Und wenn wir schon dabei sind: Sie können Daten in Tableau importieren und untersuchen oder Tableau live nutzen. Sie können mit Datenbanken arbeiten, etwa mit SAP HANA, und sie auf Ihren On-Premises-Systemen laufen lassen. Sie können die Suche ablaufen lassen und nur die Ergebnisse in Tableau verwenden oder die Daten live einfließen lassen. Das alles geschieht über Technologiepartner. Die Cloud-Anbieter wie AWS, Google und Microsoft sind auch Technologiepartner, denn mehr und mehr Kunden wollen die Analyse dort betreiben.

Das zweite Standbein sind Systemintegratoren und Consultants. Viele unserer Kunden integrieren unsere Lösung selbst, aber sehr viele arbeiten mit Systemintegratoren zusammen, die Tableau bereitstellen, integrieren und manchmal auch die zugrundeliegende Infrastruktur und die Applikationen managen. Wir haben eine umfangreiche Liste von Beziehungen, dazu gehören die größten Systemintegratoren wie Accenture oder Deloitte, aber auch regionale wie Information Labs in London und lokale je nach Land.
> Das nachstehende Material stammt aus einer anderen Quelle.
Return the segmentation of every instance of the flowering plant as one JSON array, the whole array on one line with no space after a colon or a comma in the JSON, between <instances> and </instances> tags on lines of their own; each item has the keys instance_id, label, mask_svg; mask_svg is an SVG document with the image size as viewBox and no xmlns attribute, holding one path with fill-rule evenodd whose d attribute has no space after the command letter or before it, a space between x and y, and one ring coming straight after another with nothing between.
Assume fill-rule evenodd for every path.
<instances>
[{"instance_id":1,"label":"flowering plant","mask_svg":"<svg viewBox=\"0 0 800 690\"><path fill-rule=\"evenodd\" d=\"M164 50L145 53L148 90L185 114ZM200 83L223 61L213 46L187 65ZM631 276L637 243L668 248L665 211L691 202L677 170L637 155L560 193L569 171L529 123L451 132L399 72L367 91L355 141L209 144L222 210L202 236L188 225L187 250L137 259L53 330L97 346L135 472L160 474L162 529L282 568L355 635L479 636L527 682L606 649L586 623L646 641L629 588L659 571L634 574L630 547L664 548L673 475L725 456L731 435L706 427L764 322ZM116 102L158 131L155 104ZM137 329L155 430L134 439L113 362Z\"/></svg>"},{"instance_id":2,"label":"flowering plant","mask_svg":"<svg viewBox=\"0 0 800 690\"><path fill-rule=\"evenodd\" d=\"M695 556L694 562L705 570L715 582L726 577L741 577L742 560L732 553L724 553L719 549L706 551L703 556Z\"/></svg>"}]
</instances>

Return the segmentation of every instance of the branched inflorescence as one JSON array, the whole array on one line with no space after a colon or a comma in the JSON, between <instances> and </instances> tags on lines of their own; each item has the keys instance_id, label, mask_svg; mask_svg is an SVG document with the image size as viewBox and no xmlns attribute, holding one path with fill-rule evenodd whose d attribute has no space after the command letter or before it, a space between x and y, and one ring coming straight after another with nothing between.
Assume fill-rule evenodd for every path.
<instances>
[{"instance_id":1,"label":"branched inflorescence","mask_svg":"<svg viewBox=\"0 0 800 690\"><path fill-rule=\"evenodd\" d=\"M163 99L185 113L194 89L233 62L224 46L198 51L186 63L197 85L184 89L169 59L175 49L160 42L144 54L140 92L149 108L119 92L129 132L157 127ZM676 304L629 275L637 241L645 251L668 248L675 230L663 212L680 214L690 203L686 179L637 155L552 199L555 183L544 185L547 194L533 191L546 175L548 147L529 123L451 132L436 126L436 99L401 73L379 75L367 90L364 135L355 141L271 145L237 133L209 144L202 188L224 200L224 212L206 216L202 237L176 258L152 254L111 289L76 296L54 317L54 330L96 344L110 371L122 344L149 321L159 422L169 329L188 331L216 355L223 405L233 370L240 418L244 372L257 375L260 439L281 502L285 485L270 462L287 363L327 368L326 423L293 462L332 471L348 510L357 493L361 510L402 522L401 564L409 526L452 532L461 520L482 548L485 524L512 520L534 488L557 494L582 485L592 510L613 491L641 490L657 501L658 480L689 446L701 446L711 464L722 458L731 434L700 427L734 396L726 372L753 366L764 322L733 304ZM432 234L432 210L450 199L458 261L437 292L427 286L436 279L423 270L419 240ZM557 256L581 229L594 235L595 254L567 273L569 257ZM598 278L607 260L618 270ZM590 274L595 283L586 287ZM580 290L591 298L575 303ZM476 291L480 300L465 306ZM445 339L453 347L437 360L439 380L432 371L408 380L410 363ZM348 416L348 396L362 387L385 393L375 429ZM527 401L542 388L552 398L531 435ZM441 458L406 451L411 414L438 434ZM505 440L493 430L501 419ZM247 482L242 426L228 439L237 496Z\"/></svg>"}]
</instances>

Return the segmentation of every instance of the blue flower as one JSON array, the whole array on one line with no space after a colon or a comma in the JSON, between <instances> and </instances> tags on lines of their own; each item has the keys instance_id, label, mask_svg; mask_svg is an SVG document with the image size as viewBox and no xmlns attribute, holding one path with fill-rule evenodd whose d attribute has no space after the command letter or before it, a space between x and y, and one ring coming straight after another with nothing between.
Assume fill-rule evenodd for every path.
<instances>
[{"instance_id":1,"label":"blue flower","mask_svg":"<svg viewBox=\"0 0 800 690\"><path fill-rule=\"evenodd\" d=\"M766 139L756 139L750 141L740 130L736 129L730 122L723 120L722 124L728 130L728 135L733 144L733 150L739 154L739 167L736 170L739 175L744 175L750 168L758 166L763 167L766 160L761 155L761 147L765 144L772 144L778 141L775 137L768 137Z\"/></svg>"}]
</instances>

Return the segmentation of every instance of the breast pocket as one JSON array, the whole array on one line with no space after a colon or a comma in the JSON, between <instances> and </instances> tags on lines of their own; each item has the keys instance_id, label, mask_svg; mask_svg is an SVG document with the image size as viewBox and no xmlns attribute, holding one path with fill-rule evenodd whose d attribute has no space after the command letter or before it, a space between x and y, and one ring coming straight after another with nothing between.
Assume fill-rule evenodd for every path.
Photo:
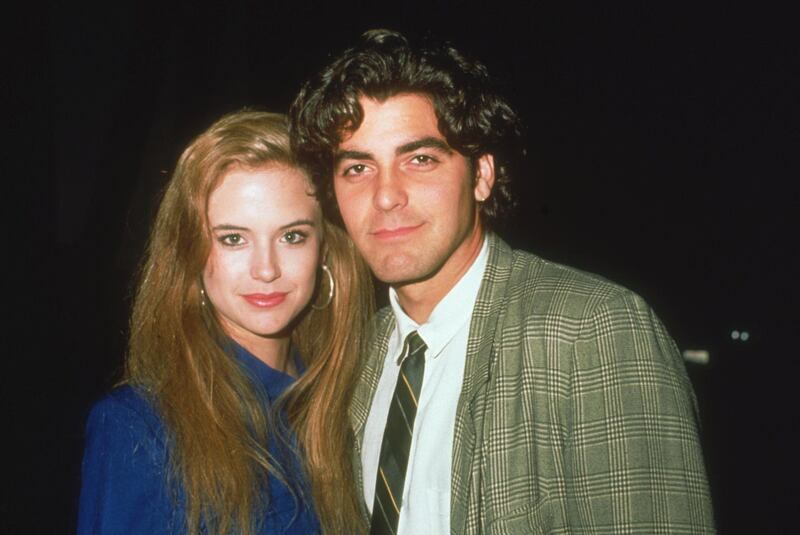
<instances>
[{"instance_id":1,"label":"breast pocket","mask_svg":"<svg viewBox=\"0 0 800 535\"><path fill-rule=\"evenodd\" d=\"M498 535L530 535L547 533L550 527L550 511L545 506L545 500L539 500L503 515L492 522L486 531Z\"/></svg>"}]
</instances>

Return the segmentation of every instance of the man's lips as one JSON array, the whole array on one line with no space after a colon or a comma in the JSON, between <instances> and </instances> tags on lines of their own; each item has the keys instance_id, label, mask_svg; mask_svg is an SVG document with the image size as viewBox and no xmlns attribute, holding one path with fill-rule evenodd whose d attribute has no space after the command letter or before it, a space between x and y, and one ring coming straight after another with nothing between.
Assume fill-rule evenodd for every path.
<instances>
[{"instance_id":1,"label":"man's lips","mask_svg":"<svg viewBox=\"0 0 800 535\"><path fill-rule=\"evenodd\" d=\"M394 238L403 238L408 236L419 227L422 226L422 223L419 225L410 225L404 227L394 227L394 228L380 228L372 232L372 235L378 238L379 240L391 240Z\"/></svg>"},{"instance_id":2,"label":"man's lips","mask_svg":"<svg viewBox=\"0 0 800 535\"><path fill-rule=\"evenodd\" d=\"M272 292L269 294L246 294L244 299L253 306L269 308L280 305L286 299L286 292Z\"/></svg>"}]
</instances>

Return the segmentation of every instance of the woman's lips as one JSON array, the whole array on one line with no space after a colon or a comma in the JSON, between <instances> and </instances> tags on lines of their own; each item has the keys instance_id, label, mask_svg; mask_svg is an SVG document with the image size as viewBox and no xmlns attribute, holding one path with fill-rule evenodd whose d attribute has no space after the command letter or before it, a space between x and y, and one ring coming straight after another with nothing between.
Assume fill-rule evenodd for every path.
<instances>
[{"instance_id":1,"label":"woman's lips","mask_svg":"<svg viewBox=\"0 0 800 535\"><path fill-rule=\"evenodd\" d=\"M272 292L269 294L247 294L242 297L253 306L269 308L278 306L286 299L286 292Z\"/></svg>"}]
</instances>

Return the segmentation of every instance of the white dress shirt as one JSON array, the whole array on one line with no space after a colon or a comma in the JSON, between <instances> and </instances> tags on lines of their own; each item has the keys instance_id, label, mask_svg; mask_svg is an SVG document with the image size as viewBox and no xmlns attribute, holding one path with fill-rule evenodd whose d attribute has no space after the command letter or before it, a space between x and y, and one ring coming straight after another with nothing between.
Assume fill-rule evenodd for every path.
<instances>
[{"instance_id":1,"label":"white dress shirt","mask_svg":"<svg viewBox=\"0 0 800 535\"><path fill-rule=\"evenodd\" d=\"M423 325L409 318L394 288L389 300L396 325L389 338L383 373L364 428L361 453L364 499L372 511L375 477L383 431L398 374L406 336L416 330L425 341L425 375L419 396L414 434L403 488L398 535L450 533L450 474L456 405L466 363L469 322L488 256L487 240L472 266L431 312Z\"/></svg>"}]
</instances>

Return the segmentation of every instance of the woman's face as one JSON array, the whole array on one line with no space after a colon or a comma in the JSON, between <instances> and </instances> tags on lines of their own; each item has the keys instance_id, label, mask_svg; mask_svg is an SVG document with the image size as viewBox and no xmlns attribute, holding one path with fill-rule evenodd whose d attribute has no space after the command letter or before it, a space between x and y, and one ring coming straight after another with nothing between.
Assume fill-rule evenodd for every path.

Das dritte Standbein sind unsere Channel Partner, also Distributoren und Reseller. In manchen Regionen ist das eher üblich, ebenso in bestimmten Kundensegmenten. Im deutschen Mittelstand etwa ist es die übliche Vorgehensweise, dass Lösungen durch Channel-Partner verkauft werden. In vielen Fällen wollen wir direkt an unsere Kunden verkaufen, aber in bestimmten Kundensegmenten oder Ländern ist das einfacher über Partner.
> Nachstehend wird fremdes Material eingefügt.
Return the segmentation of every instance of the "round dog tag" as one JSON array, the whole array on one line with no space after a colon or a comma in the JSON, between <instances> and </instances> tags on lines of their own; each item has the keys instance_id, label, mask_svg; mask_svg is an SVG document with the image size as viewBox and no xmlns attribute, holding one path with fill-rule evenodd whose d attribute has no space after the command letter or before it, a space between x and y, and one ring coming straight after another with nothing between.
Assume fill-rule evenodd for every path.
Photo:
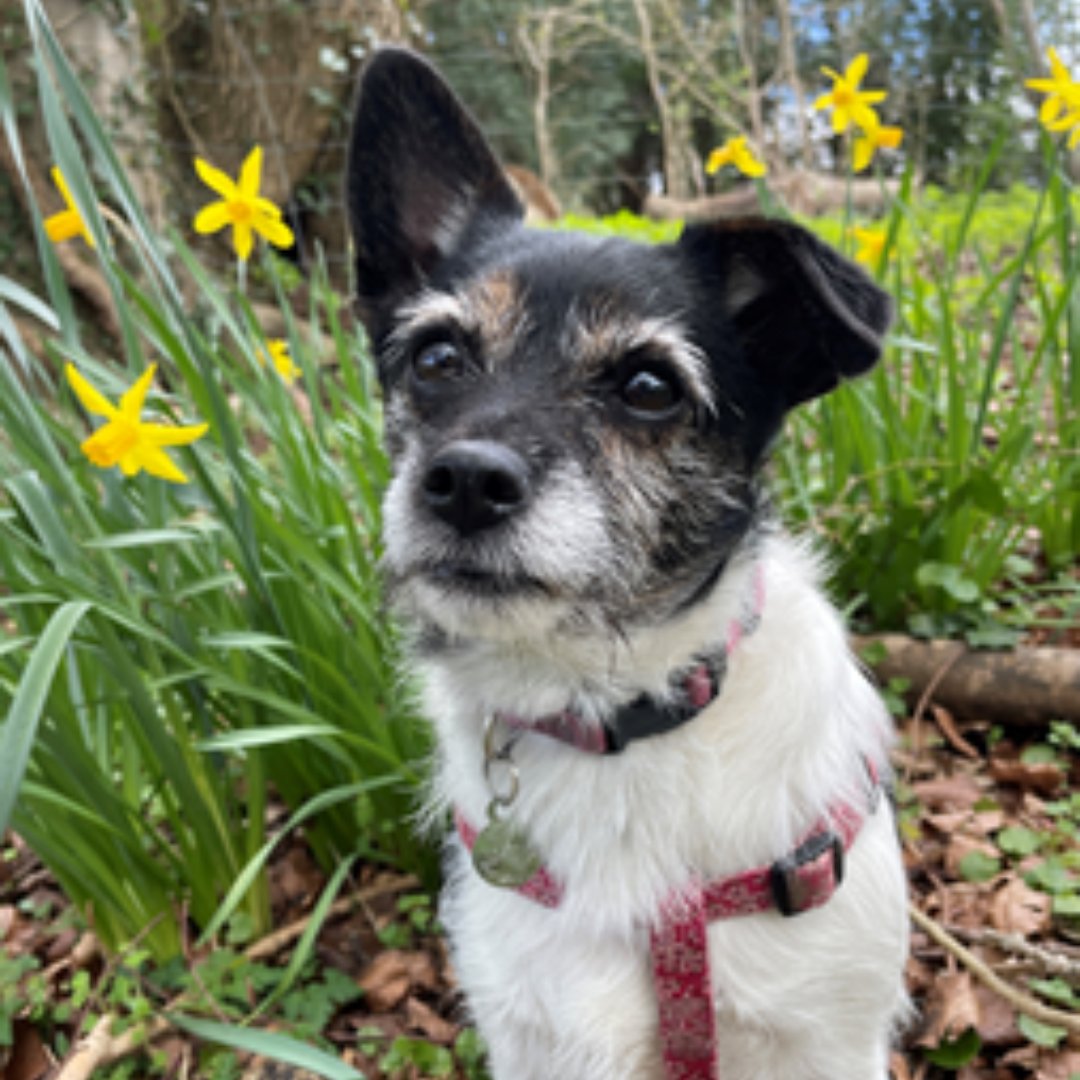
<instances>
[{"instance_id":1,"label":"round dog tag","mask_svg":"<svg viewBox=\"0 0 1080 1080\"><path fill-rule=\"evenodd\" d=\"M488 807L487 824L477 834L472 860L476 872L501 889L520 889L543 865L529 838Z\"/></svg>"}]
</instances>

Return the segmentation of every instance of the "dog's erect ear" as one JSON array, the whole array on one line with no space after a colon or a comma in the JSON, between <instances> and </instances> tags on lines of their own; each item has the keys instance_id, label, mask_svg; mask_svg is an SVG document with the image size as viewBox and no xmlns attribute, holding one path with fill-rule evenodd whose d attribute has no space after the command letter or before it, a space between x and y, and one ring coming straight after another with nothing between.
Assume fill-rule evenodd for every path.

Und wie steht es um die Integration mit IoT-Plattformen?

Selipsky: IoT ist einer der Treiber für die Menge an Daten, die heute generiert werden. Ein einfaches vernetztes Mikroskop in einem Labor kann bis zu 20 TByte Daten pro Tag generieren. Die IoT-Daten müssen in einen Data Lake fließen und unsere Aufgabe ist es, dort nahtlos auf die Daten zuzugreifen. Im Bereich Data Lakes haben wir gute technische und geschäftliche Beziehungen mit Google Big Query, Amazon Data Lake und Microsoft Azure Data Lake. Wir müssen es unseren Kunden sehr einfach machen, Daten aus den Data Lakes zu extrahieren und dann zu analysieren, aber wir sammeln die Daten natürlich nicht am Edge ein, das ist Aufgabe der IoT-Plattformen.

Vor zwei Jahren haben wir in diesem Bereich ein Startup aus München übernommen, HyPer, ein Spinoff der TU München. HyPer hat eine interessante In-Memory- und Data-Engine-Technologie entwickelt, die wir Anfang dieses Jahres als neue Data Engine in Tableau bereitgestellt haben, das heißt, wir haben die bestehende gegen sie ausgewechselt. Kunden können mit der HyPer-Data-Engine-Technologie eine drei bis fünffach höhere Performance realisieren. Das ist nur ein Beispiel, wie wir Innovationen einführen, um bessere Lösungen für unsere Kunden bereitzustellen.

Haben Sie noch weitere?

Selipsky: Im April haben wir auch ein neues Produkt vorgestellt für die Vorbereitung der Daten, es heißt Tableau Prep. Dazu muss ich bemerken, dass wir viele Partner in diesem Bereich haben und auch weiterhin mit ihnen zusammenarbeiten werden. Es gab aber Kunden, die sagten, wir wollen Data Preparation als Teil der Tableau-Plattform, um eine reibungslose Integration mit den bestehenden Tableau-Fähigkeiten zu gewährleisten. Wir denken, das neue Tool macht für Data Preparation das, was Tableau für BI machte. Es ist ein sehr intuitives interaktives Tool mit nützlichen Selbstbedienungsfunktionen. Es ist zwar erst einige Monate alt, aber die Anwender, die bereits damit gearbeitet haben, waren sehr begeistert davon. Unser Kunde Lufthansa nutzt Tableau Prep und hat damit die Zeit für die Datenaufbereitung um 30 Prozent reduziert - ein sehr bemerkenswerter Erfolg.